To examine if similar results can be found in adult rats, we repeated the experiments in male and female adult rats. Consistent with our experiments in mice, there was also no significant difference among naive group animals, tone group animals, and shock group animals (Figure 1(d), naive group: 5.93 ± 0.46 s, tone group: 6.20 ± 0.66 s, shock group: 7.69 ± 0.67 s, n = 8, male: 4, female: 4). Retrieval of fear also increased withdrawal latency in rats 6 h after the tone-cued fear conditioning (Figure 1(d), 11.47 ± 1.58 s, **p < 0.01, n = 12, male: 8, female: 4). The withdrawal latency at 24 h after fear conditioning was still significantly decreased (Figure 1(e), 9.59 ± 0.39 s, **p < 0.01, n = 8, male: 4, female: 4). We did not find significant difference in these results collected from male and female rats; thus, data were pooled together. In control groups, neither tone nor shock alone altered the withdrawal latency. However, the retrieval group (after 6 h group) that had received shock with tone during pain test showed prolonged thermal latency.

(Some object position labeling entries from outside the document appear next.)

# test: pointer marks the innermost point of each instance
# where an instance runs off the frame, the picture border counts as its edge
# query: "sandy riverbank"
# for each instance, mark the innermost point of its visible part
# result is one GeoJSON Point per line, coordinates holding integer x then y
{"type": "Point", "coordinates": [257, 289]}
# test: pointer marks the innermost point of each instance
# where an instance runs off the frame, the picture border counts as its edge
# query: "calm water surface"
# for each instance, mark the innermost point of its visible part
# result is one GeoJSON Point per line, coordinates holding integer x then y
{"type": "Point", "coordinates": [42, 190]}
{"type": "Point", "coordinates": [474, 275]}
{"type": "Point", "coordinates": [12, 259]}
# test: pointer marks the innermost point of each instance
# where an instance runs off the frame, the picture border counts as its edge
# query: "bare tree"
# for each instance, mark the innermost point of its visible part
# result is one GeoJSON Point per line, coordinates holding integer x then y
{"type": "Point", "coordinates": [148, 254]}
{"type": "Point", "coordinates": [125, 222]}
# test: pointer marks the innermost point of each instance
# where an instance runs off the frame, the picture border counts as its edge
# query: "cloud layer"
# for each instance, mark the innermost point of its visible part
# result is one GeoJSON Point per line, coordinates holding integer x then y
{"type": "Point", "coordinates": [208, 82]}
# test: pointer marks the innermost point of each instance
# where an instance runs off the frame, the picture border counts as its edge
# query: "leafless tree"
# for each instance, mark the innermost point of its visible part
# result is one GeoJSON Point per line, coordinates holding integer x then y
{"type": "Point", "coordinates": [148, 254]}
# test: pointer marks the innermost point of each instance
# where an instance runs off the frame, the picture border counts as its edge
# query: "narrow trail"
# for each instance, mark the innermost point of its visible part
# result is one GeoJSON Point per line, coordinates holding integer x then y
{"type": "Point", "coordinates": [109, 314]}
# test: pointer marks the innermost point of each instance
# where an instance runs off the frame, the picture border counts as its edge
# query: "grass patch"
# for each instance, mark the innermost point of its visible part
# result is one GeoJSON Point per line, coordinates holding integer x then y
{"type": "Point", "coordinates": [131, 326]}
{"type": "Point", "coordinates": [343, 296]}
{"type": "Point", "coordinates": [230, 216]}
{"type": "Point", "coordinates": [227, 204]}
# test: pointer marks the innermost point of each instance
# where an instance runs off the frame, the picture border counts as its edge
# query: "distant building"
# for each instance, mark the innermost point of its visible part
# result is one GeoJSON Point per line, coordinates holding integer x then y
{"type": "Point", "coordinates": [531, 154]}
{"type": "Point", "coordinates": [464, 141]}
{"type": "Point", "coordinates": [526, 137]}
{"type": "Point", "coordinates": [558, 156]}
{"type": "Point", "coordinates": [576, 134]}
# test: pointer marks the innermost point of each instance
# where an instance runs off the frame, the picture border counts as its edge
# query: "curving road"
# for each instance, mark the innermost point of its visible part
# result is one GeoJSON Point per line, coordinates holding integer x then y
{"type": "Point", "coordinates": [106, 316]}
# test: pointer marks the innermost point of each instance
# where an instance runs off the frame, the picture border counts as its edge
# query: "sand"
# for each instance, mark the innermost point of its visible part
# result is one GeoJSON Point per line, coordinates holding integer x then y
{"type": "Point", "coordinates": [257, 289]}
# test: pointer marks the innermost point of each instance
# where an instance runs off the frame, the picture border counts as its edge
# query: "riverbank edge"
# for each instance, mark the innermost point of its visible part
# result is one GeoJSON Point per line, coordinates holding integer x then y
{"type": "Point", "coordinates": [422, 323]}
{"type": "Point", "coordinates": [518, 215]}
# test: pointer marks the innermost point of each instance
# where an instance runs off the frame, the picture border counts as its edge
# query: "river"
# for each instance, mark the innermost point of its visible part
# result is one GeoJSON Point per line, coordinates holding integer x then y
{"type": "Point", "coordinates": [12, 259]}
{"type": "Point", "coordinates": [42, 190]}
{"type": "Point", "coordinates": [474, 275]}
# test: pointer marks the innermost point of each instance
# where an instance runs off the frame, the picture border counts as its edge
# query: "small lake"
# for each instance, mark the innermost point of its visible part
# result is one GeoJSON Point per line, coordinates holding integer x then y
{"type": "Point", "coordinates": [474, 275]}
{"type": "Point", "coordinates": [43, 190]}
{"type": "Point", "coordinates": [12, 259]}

In conclusion, by applying the tone-cued fear conditioning, we discovered that behavioral withdrawal responses to noxious heat were significantly reduced during the retrieval of fear in adult mice and rats. It is known that ACC neurons are activated during fear conditioning and retrieval.[8,13] Our recent study demonstrated that ACC neurons exert a descending facilitative effect on spinal nociceptive transmission.[9] Thus, we predict that behavioral withdrawal responses to noxious stimuli may be facilitated during fear retrieval. However, in this study, we found that behavioral withdrawal responses to noxious stimuli were significantly reduced during fear retrieval. It is possible that such inhibition is due to the activation of endogenous descending inhibitory systems. It is known that periaqueductal gray (PAG) neurons are activated during fear or fear retrieval.[14,15] PAG activates descending inhibitory systems and inhibit spinal nociceptive transmission.[15,16] In addition, the amygdala, a key region for fear memory,[17,18] may also be involved. Activation of amygdala neurons during fear retrieval may affect spinal cord pain transmission by triggering PAG-related descending inhibitory pathway.[19] Future studies are clearly needed to map the neuronal circuit that inhibits spinal nociceptive responses during fear. Our present study also indicates that it is incomplete to evaluate emotional pain by measuring behavioral withdrawal responses only. It is also important to determine the emotional fear or anxiety status while evaluating spinal nociceptive or behavioral responses.